États d’âme d’une rapporteure de commission
Cinq ans pour 1 franc par jour. Cinq minutes pour revoir sa copie. De la gratuité au consensus, au couteau dans le dos, au compromis du compromis.
Ergoter sur la virgule, avoir le dernier mot, une impulsion irrépressible qui a failli détruire 5 ans d’ajustement, de patience, de renoncement et d’espoir.
Vingt-deux séances, 5 ans, 1 arrêt du Tribunal fédéral qui torpille l’initiative de départ. Des pistes explorées, abandonnées, reprises. Un compromis : 69 % de rabais sur l’abonnement Onde Verte 5 zones, ramené à CHF 365 par an, 1 franc par jour ; les jeunes de moins de 25 ans, en formation ou non. En commission, 10 voix contre 2 et 1 abstention.
On sort d’un tel vote avec un certain soulagement. Pas de la fierté, mot trop grand pour de l’épuisement utile. Le sentiment d’avoir fait quelque chose de rare : un accord construit sur des renoncements mutuels.
La gauche a lâché l’inclusion des bénéficiaires de prestations complémentaires et bien davantage si l’on repart du début : une initiative demandant la gratuité pour tous·tes. La droite a lâché le plafond à 50 % et la limitation aux jeunes en formation. C’était le prix du compromis. Les deux parties le savaient.

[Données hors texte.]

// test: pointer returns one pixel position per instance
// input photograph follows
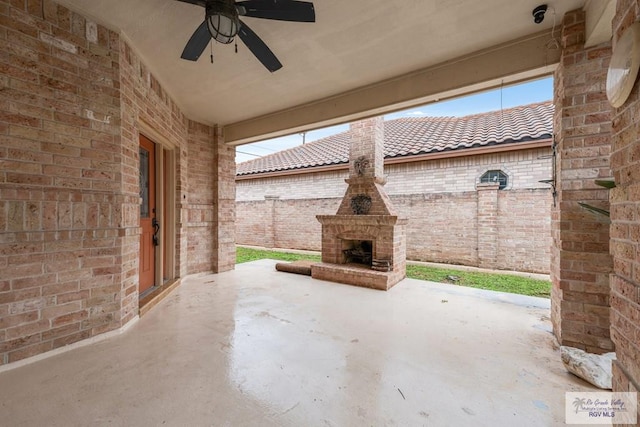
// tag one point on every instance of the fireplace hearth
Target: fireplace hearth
(364, 244)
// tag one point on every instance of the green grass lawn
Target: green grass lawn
(493, 282)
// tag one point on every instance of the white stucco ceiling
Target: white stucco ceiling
(354, 43)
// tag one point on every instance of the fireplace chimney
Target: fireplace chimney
(364, 244)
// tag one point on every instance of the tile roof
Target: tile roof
(414, 136)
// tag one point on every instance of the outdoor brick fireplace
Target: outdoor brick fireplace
(364, 244)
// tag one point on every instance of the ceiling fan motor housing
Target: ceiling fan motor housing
(222, 20)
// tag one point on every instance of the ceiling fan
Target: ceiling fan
(222, 23)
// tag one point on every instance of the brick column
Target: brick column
(625, 228)
(270, 221)
(487, 224)
(225, 204)
(580, 260)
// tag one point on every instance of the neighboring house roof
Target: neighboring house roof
(415, 136)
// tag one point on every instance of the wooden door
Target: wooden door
(148, 223)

Deux jours avant la plénière, le groupe PLR-Centre dépose 2 amendements. Taux réduit à 60 %. Restriction possible aux jeunes en formation. Le concept « 1 franc par jour » s’évanouit : à 60 %, l’abonnement coûte CHF 471, 1 franc 29 par jour. Ce n’est plus le même projet.

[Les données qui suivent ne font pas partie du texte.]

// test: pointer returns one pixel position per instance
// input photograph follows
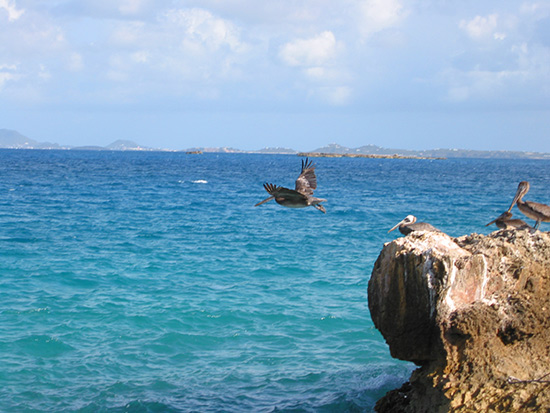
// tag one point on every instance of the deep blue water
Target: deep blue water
(148, 281)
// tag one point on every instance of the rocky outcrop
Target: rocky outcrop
(473, 313)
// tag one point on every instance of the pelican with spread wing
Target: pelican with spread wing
(300, 197)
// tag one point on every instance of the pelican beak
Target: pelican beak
(265, 200)
(514, 201)
(522, 190)
(400, 222)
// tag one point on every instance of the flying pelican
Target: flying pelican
(302, 196)
(409, 225)
(505, 221)
(533, 210)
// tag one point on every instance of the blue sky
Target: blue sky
(416, 74)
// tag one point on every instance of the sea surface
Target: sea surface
(149, 282)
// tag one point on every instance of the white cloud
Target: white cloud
(130, 7)
(201, 26)
(377, 15)
(314, 51)
(11, 9)
(334, 95)
(480, 27)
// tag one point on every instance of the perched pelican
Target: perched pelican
(505, 221)
(409, 225)
(533, 210)
(302, 196)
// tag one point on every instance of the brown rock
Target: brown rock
(474, 313)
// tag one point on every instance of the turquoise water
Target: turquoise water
(135, 281)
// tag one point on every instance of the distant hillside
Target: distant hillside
(14, 140)
(280, 151)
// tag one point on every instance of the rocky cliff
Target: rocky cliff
(473, 313)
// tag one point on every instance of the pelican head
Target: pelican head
(505, 216)
(523, 188)
(408, 220)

Ce qui frappe n’est pas le désaccord politique. Des positions différentes, il y en a eu tout du long. C’est le moment choisi et ce qu’il signifie : les concessions de la droite sont revues, pas celles de la gauche. Les bénéficiaires de PC restent exclus. L’équilibre négocié est défait unilatéralement, à 48 heures du vote, par des acteurs l’ayant accepté.
On peut appeler ça de la tactique. On peut se demander ce que ça dit de l’état de nos institutions.

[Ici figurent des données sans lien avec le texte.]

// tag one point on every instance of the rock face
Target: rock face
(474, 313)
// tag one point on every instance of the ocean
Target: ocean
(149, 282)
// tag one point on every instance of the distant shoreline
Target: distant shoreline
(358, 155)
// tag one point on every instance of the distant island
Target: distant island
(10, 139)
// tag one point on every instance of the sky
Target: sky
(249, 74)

Le travail de commission n’est pas un préliminaire formel. C’est là que la loi se fabrique, dans la durée, loin des tribunes. Sa légitimité repose sur une règle implicite : ce qui y est négocié a une valeur. Si une torpille dogmatique propulsée à l’énergie de l’arrogance peut défaire en plénière ce que la commission a construit, à quoi sert ce travail ? La question n’est pas rhétorique, elle est stratégique.
Si les règles du jeu changent, si le consensus tombe la veille du vote, nos méthodes devront changer. Négocier autrement, anticiper les retournements, rendre les compromis publics avant qu’ils puissent être remis en cause sans coût politique. Accepter que la voie populaire directe passe de dernier recours à outil de premier plan.
Derrière la séquence institutionnelle, il y a une réalité concrète : des jeunes qui prennent ou non l’habitude des transports publics entre 18 et 25 ans, et qui la gardent. Chaque point de rabais en moins est un seuil d’adhésion moins facilement franchi. Chaque restriction de périmètre, une mesure de politique climatique rétrécie. Or le climat ne se négocie pas en commission.
À l’aube du 24 mars, la négociation a repris. Une dernière chance. Impossible d’écorcher encore un projet dénaturé, de céder au chantage sans regagner des plumes. Il est inconfortable de baisser sa culotte, à gauche ou à droite.
Nous avons réussi à préserver nos intimes convictions et tenu la culotte à bonne hauteur. Pas les 69 % de la commission, mais 66 % portés par 66 voix (le graal de la majorité qualifiée), pour tous les moins de 25 ans, pendant 2 ans. Une victoire de la négociation et de la substance. Un pas vers une mobilité plus accessible et équitable, une base pour aller plus loin.
Y voir une validation du système serait aller vite. C’est la résistance à la pression de dernière minute qui a fonctionné, pas la règle du jeu. La question posée reste entière.